The team gathered at the Marriott Hotel in Tegucigalpa. Late in the afternoon, we convened with Honduran officials and military officers to discuss the expedition’s logistics. In the intervening years, Bruce Heinicke had died; long gone were the days of bribes, under-the-table deals, and implied threats of violence. The expedition had hired a team of less colorful but equally effective coordinators to make sure everything went as planned.
Chris Fisher had prepared huge lidar maps of both T1 and T3. These maps were a far cry from those first grayscale images we had seen on Sartori’s computer. The data had been carefully massaged and tweaked, realistic color had been added, and the images were now printed on paper charts in unprecedented detail. Electronic versions were set up to match an online “data dictionary” that would allow Chris to immediately mark and record on the electronic maps any feature he found in the jungle.
Steve Elkins unrolled the maps on the conference table, one showing T1, and the other T3. T1 was the primary objective, but Elkins hoped a quick ground survey of T3 might also be possible.
The first step was getting into T1 by helicopter. This was not a simple matter. The expedition had brought down a small Airbus AStar helicopter, and the Honduran Air Force also agreed to furnish a Bell 412SP helicopter and the soldiers who would accompany it. We needed to identify potential helicopter landing zones in T1 and figure out how to clear them of trees and other vegetation.
The Honduran military contingent was commanded by Lt. Col. Willy Joe Oseguera Rodas, a quiet, low-keyed man in casual military fatigues. He was a well-known figure in recent Honduran history—the military officer to personally handcuff deposed president Zelaya during the 2009 coup.
Oseguera opened the discussion by explaining that the air force had closely examined the terrain and felt that the only safe landing zone for their Bell 412 was twenty kilometers away—outside the valley. Elkins disagreed. Twenty kilometers in the Mosquitia mountains might as well be a thousand miles; an overland journey of that length would take a week or more, even for seasoned jungle troops.

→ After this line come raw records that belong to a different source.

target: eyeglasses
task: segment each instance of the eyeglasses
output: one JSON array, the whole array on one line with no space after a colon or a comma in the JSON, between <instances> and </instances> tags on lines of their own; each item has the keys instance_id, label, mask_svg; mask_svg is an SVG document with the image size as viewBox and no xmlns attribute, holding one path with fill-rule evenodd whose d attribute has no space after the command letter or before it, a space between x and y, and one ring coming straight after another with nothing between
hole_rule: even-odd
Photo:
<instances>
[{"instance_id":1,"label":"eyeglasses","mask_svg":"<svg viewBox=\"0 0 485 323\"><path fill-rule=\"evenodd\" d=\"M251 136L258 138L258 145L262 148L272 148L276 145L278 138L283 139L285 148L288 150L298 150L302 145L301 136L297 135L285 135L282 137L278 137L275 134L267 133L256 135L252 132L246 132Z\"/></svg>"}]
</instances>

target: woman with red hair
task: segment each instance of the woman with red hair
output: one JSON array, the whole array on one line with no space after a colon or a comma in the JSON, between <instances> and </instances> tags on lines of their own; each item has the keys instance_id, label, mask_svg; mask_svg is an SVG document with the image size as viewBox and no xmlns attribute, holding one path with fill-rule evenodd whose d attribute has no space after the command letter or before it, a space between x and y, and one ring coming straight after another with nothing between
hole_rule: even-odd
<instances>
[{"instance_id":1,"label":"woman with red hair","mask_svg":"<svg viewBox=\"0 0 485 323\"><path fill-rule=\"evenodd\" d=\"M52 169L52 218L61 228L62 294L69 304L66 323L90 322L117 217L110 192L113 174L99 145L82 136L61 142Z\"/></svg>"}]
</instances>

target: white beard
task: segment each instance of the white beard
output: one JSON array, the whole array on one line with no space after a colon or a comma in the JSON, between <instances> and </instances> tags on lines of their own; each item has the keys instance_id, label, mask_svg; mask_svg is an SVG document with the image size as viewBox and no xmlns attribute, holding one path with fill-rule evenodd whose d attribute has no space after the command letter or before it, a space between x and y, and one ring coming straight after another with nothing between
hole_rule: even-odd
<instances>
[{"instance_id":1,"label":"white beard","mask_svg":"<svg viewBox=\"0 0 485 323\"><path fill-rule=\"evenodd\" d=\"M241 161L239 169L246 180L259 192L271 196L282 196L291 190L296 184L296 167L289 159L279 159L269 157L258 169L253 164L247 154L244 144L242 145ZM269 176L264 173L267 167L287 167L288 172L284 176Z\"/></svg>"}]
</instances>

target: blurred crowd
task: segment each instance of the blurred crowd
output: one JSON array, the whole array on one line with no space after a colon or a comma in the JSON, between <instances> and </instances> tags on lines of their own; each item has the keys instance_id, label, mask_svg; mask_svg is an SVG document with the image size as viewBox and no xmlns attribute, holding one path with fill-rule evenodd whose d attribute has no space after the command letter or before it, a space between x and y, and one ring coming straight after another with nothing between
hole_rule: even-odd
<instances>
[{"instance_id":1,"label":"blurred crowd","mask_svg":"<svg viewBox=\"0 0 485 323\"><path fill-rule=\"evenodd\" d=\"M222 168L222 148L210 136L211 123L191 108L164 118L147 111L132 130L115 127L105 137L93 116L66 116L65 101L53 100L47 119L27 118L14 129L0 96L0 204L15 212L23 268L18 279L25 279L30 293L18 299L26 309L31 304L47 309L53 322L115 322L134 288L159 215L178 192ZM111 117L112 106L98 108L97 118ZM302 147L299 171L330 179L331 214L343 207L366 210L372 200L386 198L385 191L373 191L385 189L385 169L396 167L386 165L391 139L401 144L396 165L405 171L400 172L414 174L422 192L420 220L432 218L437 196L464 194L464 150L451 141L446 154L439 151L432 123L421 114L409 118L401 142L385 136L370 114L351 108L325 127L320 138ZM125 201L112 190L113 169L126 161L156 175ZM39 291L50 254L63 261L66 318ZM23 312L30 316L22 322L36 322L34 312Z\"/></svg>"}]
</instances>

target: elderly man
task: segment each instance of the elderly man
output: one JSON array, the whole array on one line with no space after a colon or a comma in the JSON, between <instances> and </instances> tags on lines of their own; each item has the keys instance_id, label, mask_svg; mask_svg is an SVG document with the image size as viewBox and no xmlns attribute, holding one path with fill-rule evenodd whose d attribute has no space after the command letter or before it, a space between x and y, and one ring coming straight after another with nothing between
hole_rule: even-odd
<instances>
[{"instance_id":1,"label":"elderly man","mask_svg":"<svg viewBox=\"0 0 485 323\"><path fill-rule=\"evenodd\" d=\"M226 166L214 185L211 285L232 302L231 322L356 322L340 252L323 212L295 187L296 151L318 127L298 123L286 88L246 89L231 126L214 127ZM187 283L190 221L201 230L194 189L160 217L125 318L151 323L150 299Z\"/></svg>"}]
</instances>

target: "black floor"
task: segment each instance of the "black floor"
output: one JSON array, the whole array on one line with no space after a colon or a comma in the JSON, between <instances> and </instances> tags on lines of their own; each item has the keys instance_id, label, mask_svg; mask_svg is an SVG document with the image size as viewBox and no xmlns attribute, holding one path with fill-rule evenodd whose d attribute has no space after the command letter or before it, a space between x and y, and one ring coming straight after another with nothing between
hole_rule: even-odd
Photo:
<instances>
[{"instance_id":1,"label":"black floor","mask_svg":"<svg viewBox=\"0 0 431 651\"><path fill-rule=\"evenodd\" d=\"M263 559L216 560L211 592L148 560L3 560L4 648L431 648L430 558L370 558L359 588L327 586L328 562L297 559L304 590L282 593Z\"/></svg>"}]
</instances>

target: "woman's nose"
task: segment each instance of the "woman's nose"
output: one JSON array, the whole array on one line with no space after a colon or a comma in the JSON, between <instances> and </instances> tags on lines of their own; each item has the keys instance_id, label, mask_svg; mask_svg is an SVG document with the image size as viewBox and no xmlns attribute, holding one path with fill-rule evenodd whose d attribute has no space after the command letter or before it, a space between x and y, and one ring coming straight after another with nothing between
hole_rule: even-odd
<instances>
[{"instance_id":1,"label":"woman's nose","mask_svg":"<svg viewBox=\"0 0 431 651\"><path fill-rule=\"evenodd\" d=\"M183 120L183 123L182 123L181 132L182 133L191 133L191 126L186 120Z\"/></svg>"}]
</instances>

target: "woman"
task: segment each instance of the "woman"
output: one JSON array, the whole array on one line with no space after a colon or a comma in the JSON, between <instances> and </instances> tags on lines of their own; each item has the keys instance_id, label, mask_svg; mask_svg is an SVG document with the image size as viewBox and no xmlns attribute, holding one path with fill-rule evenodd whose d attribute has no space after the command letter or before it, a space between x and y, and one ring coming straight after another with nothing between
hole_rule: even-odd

“This,” Elkins said, gesturing at the huge map, “is the T1 valley. There’s only one way in—through this gap. Where the two rivers split, there’s an area of no trees. This would be an easy area to land, but it would require the clearing of two to three meters of brush.” He pointed to an area a few miles to the north, just below the city. “And there’s another possible landing place next to the ruins. But the trees might be too close together.”
The military men wanted to know exactly how tight these two landing zones were.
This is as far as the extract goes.